Grindr is probably the world’s best-known social networking app for LGBTI people. It’s a global success story born from a simple idea – connecting gay men through GPS. Today, it’s much more than the hook-up app that caught the headlines with its release over a decade ago. Grindr is now active in nearly every country in the world and has millions of users.
But with success comes scrutiny, and Grindr has been facing a lot of criticism of late, particularly over how it uses the data of those millions of users. That criticism led to a court case and, ultimately, a massive fine. Norway, where the approx. $10 million fine was issued, might seem remote to the millions of Grindr users across the Americas. But the case significant, not least due to the fine representing 10% of the company’s turnover – the highest level for a GDPR breach.
Grindr, like many other companies, profits from our data. It can legally sell huge tranches of its users data to third-parties, with around 135 companies said to have worked with Grindr. The argument for this is that the data it sells is not personal, but broad. The company using the data will not know your personal details or be able to target you specifically, but it might learn general information about groups of users. It’s standard practice for most companies using data and cookies.
Grindr’s legal arguments dismissed
The above is what Grindr’s lawyers argued in front of the Norwegian Consumer Council. But here’s the kicker: one of the areas covered by data protection is sexual orientation. And while Grindr’s lawyers maintained it had heterosexual users, the authorities dismissed the argument as absurd. The upshot is that Grindr’s data is useful to some companies because the vast majority of its users are gay men. In the past, for example, Grindr had been slammed for sending users’ HIV data to third-party companies.

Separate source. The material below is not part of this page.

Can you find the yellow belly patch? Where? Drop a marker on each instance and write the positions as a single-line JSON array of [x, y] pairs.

Of course, there are darker connotations to the use of data. In 2020, it was reported how Egyptian police were using the Grindr app for hunting – and ultimately, jailing – gay men. Again, like the argument over companies using data, it’s the fact that Grindr is an app for gay networking that is the problem, not something specific the app’s user is doing.
These worries probably won’t bother you if you are in Costa Rica, or somewhere else with a tolerant attitude towards the LGBTI community. But it is also worth noting that there are alternatives out there. Hornet, for example, is commended for its efforts to keep gay men safe in countries where homosexuality is illegal, or it’s simply dangerous to be gay. It is available to use worldwide, but has become particularly popular in places like Turkey.
Zoosk hosts a growing LGBTI community
The other option is to use a dating app inclusive of all sexual orientation. Zoosk, one of the world’s largest dating networks, is a broad church that fits that bill. A significant portion of Zoosk’s 40+ million users is LGBTI, and the platform has made several changes to promote inclusivity. How much does Zoosk cost? Like most apps, it offers free and paid-for plans, with the latter option proving relatively cost-effective for frequent users.
We should also qualify some of what we said earlier by stating that Grindr claims to do be doing plenty to protect its users, both in terms of data protection and protection from homophobic regimes.
But, despite marketing itself as a dating and social network site, it still remains a hook-up app to connect people for sexual encounters. While there is nothing wrong with that, it’s not what every gay man wants. There are many other options out there, particularly as inclusivity is part of nearly every popular dating app’s remit in 2021.